No pierdes el derecho por recibir una indemnización, pero la forma de pago y el origen de la indemnización pueden afectar la fecha de inicio del cobro. En algunos casos la indemnización no impide cobrar el paro, pero si se acuerda una cantidad que legalmente se imputa a la indemnización, puede existir un periodo de espera. Siempre comunica la situación a la oficina de empleo para que informen sobre la compatibilidad y los posibles efectos en la percepción del paro.

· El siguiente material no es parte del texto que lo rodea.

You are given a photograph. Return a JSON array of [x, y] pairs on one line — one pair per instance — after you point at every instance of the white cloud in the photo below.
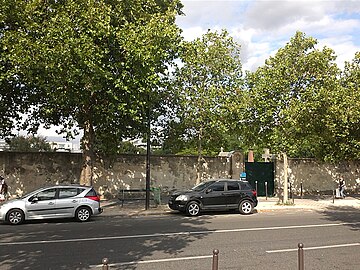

¿Cómo puedo saber la cifra exacta que me corresponde sin aproximaciones?
La forma más fiable es solicitar en la Seguridad Social o la oficina de empleo tu informe de bases de cotización y la vida laboral, y presentar la solicitud de prestación. Allí calcularán la base reguladora exacta a partir de las bases de los últimos 180 días y aplicarán los porcentajes y topes vigentes. Si deseas una estimación antes de ello, puedes usar tus nóminas y aplicar la fórmula expuesta en esta guía, pero la cifra oficial siempre la dará la administración competente.